アメリカだったら、そんな事言うまでもなく、
すぐさま頑強な男達が私からその女の子を引き取ってくれたに違いない。
それに引き換え、その車両に乗り合わせた男達の薄ら寒い顔ったらなかった。
真ん前に立っていた男性なんぞは、目が泳いでるんだよなぁ。
で、結局助けてくれたのは、側に立っていた女性で、
半分、重みを引き取ってくれて、次の駅で降ろしましょう、という事になり、
しかしながら、その彼女と降りてみれば、降ろしたら用事は終わり、で
後は煮るなり焼くなり好きにしてくれ状態で、
その女の人もさっさと電車に乗って行ってしまった。
まぁ、皆さん、朝の忙しいひと時、色々とご事情がおありになったのでしょう。
私も後30分で自分の予約していた新幹線が出てしまう、という感じだったけれど、
「これはもう致し方ない」と腹を括った。
その女の子は高校生だったのだが、私は生きている人間で、
こんなに顔色の悪くなった人を未だかつて見た事がない。
思わず、亡くなった時の父の死に顔を思い出す程の色のなさだ。
そんな子を置いて、新幹線もくそもないよなぁ、と、
多分、あの車両の中では私が一番お気楽人間であった事も間違いが無く、
とにかくこの人と一緒にいよう、と思った。
所が、たまたまその駅で降りる予定だった人が一人いて、
その人が「僕が駅員さんを呼んで来て上げる」と言ってくれ、
本当の本当に助かった。
で、私は駅員さんが来るまで、その彼女と色々と話した訳だ。
その詳細は別の時に譲るとして、だ。
とにかく、私が驚いたのは日本人男性の『使えなさ』だ。
色々と好意的に考えたいので、自分の中で
「やっぱり高校生女子だったから、身体を触る事になるし、、とかで
躊躇しちゃったのかなぁ」と結論づけているけれど、
でも、本当の本当の本当の所は、
「こんなに具合の人を助けて、訴えられる所まで日本社会も病んではいまい」とも
思っている訳で。
その話をお昼ご飯を食べながら話しのだ。
男性二人に女性が私を含めて二人の4人組み。
男性二人とも、その話を聞いて驚愕。
特に、一人は東京出身の人だから、「なんでだろう」と困惑。
その困惑につけ込む様に西側出身の男性が「東京特有の話だ」と言う。
ううーん、残念だが、大阪ではきっとこんな事は起こらないと思う。
ま、降ろしたら電車に乗っかって行っちゃう、ってのはありかもしれないけれど。
でも、あんまり東京出身の人が困惑するので、あまりにも気の毒になり、
そこで私の好意的論、「相手が高校生女子だったから」と言うのを持ち出し、
他のメンバーも「うん!それはあったかもしれないよね」に落ち着いた訳だが、
しかしながら、やっぱり、日本の男は使えん、との思いは払拭されない。
そこから私の友人が、
「でも、やっぱり日本の男性はダメよねぇ、デパートとかでも
女性が後ろに立ってるのに、自分が入っちゃったら、それで終わり。
子供が小さかった時にストローラーなんか押してたら、ガコンッて
よくなっちゃってたわ。
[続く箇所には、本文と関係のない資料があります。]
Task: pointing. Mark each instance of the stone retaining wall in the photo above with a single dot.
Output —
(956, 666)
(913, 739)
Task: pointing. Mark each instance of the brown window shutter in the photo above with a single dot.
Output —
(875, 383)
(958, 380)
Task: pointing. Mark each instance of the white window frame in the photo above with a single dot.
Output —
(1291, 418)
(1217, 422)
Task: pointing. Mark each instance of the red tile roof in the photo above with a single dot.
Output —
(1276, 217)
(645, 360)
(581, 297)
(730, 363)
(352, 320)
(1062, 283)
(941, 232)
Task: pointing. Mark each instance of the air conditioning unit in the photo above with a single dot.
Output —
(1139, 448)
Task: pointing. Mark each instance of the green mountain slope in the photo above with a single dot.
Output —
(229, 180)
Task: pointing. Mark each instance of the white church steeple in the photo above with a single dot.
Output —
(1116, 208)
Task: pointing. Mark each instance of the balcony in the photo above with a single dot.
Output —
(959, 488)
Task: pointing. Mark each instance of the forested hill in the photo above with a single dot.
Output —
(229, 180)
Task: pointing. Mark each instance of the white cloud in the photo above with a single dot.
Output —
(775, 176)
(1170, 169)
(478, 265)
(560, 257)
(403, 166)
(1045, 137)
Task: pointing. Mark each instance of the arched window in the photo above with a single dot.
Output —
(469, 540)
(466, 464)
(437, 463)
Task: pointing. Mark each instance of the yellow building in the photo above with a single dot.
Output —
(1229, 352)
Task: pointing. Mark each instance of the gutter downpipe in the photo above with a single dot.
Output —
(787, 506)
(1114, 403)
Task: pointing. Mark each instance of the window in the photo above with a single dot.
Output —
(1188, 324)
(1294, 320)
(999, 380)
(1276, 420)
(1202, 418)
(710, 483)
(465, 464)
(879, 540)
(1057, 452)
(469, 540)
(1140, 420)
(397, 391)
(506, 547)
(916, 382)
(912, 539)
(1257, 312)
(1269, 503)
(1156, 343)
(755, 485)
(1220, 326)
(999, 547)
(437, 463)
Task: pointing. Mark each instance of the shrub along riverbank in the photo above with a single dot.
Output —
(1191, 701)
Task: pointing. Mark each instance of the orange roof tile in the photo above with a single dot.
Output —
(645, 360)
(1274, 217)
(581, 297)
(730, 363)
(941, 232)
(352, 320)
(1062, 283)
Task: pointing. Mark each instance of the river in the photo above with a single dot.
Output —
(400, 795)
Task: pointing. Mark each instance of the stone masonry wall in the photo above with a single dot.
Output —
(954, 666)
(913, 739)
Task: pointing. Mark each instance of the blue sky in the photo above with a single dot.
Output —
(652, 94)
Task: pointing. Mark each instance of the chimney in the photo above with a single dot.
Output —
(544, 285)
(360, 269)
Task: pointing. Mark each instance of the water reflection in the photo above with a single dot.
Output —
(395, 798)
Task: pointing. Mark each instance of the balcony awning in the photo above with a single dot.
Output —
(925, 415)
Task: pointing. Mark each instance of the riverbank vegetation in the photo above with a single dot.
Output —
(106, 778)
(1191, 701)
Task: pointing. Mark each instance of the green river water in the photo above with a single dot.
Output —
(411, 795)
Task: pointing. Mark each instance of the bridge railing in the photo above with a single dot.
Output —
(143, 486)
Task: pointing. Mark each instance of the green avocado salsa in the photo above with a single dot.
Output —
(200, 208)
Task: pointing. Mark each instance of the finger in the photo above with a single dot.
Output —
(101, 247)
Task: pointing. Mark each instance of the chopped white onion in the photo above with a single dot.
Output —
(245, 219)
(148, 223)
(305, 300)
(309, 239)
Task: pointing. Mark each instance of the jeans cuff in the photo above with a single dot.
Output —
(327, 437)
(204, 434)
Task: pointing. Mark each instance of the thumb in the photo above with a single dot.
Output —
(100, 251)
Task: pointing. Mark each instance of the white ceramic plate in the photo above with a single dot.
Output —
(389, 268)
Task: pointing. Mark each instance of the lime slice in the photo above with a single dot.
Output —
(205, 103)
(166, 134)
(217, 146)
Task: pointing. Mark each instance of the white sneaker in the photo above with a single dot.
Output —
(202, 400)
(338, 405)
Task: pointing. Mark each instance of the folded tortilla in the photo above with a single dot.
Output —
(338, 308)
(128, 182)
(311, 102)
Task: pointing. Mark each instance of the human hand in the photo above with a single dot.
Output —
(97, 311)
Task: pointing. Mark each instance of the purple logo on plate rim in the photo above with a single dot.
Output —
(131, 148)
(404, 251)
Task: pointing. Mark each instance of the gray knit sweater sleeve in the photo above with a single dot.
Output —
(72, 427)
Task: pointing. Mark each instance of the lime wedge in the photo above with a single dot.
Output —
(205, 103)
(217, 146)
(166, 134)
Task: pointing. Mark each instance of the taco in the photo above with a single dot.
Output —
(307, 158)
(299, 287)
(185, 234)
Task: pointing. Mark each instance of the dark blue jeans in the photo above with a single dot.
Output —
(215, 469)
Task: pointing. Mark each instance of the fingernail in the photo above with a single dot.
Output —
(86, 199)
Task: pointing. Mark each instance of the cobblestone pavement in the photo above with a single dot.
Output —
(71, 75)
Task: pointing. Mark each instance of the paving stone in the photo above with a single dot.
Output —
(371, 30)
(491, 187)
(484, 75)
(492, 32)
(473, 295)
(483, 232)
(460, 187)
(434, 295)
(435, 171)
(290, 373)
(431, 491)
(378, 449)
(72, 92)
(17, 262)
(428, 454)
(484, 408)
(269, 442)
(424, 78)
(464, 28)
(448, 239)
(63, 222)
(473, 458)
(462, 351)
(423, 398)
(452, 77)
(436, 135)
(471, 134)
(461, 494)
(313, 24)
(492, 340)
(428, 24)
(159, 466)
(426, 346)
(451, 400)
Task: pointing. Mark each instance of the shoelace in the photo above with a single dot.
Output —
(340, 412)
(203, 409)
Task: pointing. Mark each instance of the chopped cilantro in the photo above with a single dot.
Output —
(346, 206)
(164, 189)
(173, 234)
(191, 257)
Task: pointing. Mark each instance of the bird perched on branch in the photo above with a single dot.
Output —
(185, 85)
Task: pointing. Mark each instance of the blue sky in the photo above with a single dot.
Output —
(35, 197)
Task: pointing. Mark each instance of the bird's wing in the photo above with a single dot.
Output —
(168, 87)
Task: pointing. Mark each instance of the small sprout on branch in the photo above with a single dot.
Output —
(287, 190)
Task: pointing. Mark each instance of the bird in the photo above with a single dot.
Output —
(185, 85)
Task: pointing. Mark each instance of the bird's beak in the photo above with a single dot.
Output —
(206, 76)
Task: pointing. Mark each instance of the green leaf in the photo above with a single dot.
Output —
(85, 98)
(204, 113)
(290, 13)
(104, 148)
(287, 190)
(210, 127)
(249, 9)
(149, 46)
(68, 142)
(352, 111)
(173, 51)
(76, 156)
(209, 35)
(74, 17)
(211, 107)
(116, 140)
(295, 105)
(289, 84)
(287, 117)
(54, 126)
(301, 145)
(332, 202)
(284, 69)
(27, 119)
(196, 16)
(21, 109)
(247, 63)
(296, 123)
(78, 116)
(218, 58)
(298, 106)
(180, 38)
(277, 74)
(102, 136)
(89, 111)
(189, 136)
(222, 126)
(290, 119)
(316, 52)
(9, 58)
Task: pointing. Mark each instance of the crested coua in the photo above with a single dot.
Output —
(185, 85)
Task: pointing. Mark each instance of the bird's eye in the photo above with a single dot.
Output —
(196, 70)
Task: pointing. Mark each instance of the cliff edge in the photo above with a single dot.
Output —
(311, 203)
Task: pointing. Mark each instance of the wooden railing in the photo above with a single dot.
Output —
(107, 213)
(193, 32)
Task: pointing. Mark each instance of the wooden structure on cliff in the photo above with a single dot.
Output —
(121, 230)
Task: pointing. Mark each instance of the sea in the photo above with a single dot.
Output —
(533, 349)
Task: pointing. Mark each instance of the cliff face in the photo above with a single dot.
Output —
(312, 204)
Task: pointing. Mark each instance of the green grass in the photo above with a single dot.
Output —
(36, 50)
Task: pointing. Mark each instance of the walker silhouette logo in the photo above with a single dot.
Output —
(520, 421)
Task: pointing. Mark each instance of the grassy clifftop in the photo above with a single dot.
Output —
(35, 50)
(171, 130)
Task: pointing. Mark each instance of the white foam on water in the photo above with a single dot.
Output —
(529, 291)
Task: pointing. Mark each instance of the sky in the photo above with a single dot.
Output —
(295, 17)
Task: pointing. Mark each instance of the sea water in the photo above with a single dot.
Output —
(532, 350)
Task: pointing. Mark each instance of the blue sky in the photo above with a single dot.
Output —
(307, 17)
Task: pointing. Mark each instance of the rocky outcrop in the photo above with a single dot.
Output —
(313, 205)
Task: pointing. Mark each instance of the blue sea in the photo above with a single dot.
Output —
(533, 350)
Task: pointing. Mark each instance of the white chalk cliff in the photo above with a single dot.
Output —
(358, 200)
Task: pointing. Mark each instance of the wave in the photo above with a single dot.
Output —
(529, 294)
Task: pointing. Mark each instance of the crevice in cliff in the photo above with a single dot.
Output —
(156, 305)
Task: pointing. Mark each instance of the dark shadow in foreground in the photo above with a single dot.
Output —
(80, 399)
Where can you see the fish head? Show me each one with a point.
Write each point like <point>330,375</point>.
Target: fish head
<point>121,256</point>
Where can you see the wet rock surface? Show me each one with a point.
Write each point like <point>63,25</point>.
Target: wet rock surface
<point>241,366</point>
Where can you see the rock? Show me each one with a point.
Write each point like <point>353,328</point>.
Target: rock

レディ・ファーストは文化にないとしても、
やっぱり思いやりに欠けるわよね」。
で、いきり立ったのがその場にいた男性達二人だ。
「僕は支えるよ」
「僕も開けて上げる」
「日本で開けてあげたら、女性の方が慣れてないから、
『すみませーん』って言いながら、走って通っちゃうのな。
ゆっくり行けばいいのに」
しかし、どうやら私はとっても「やってねーよ、お前ら」的顔をしていたに違いない。
その顔に気づいた一人が
「僕、やってるよ。やってるよね?やってるでしょ?」と同意を求めて来たが、
肝心な所では全く素直ではないが、こういう所では異常な素直さを発揮する私は、
「I don't think so」と早口で言ってしまった。
そしたらどうでしょう、この友人は、
「えぇぇ!?そこまでがっかりする〜!?」という程の落胆ぶりだ。
他の二人は爆笑であるが、わたしゃ思わず、この正直で素直で正論という剣を
常に振りかざす私が「うん、全然じゃないよ、全然じゃ。50%くらいかな」と
素早くフォローする程のがっかりぶりだったのだ。
しかしながら、もう一人の男性にも私は
「おまえもやってねぇーよ」と言いたかった。
なんか、その彼はテニスの飲み会等で一緒になると、常に我々女子の後ろにいるのだ。
そして、女子に開けてもらっている。
『開けてあげる』という行為は、女子の後ろにいても、
ドアの前ではさささと前に移動し、「さぁ、どうぞ」と開けてあげる事を言うのだ。
だから、誰もいなければ開けてあげるけれど、
女子が先にいれば女子に開けさせる時点で、本来は落第点なんだよ。
うちの息子達を見ていれば、そう思う。
なので、彼らはやっぱり根本が日本男子なんだな、と思う。
思うけれど、でも、でもですよ!さすがに日本に住んでいる生粋の日本人男性とは
一線を画するのだ。なんちゃってドア開け行為であっても、開けてあげられるし、
自分がドアを手にすれば、支えて上げる事はできる訳だ。
自分だけ滑り込んで、「後は知りません」とはならないのだ。
ましてや、彼らが同じ車両に、私の知らない人として同乗していたとして、
私はきっとあんなに潰れる程の重さを知らずにいれた事だろう。
どうしても去らねばならなかったとしても、
「行きますが、すみませんね」と声をかけて、「後は知りません」的に
立ち去る事もなかった筈だ。
アメリカに住むのも良い事がある。
女子は80歳になっても、女子だ。
私はついぞ、自分が『おばさん』だという概念を合衆国内で持った事が
なかった事に、日本に行って気づく。
私は女の子なのだ、この国では。男性達はとても親切で、とても優しい。
「くそばばぁ」的態度なんか、青少年の男子達からさえも取られた事はない。
そして、生粋の日本男性だった人達もそれなりにアメリカナイズされて行く。
良い具合に、女性は永遠の女の子だ、という概念が少しずつ刷り込まれて行く。
そして、どんどん優しくなる。
で、つい最近、そのがっかりしていた彼と何かのドアの前で重なる事が
あったのだが、彼はさっさとドアを開けて、
「さぁ、どうぞ」と言った。
二人で思わず大笑いした。
「すごーい、いきなり100%だな」
「前からやってたし」
「そりゃ嘘だね。でも、いいよ、いい感じだよ」
やらないと思っていた人がやると、しかしながら、気恥ずかしいもんだな、と。
日本の男性達も気恥ずかしいのかな。
なので、気持ち良くドアを開けて、私のみならず、他の人達が行き過ぎるまで
ドアを押さえていた彼や彼らの為にも、
微塵も「気恥ずかしい」なんて思っちゃいかんのだ!と、胸を張る。
「ありがとう」とにやにや笑いながら。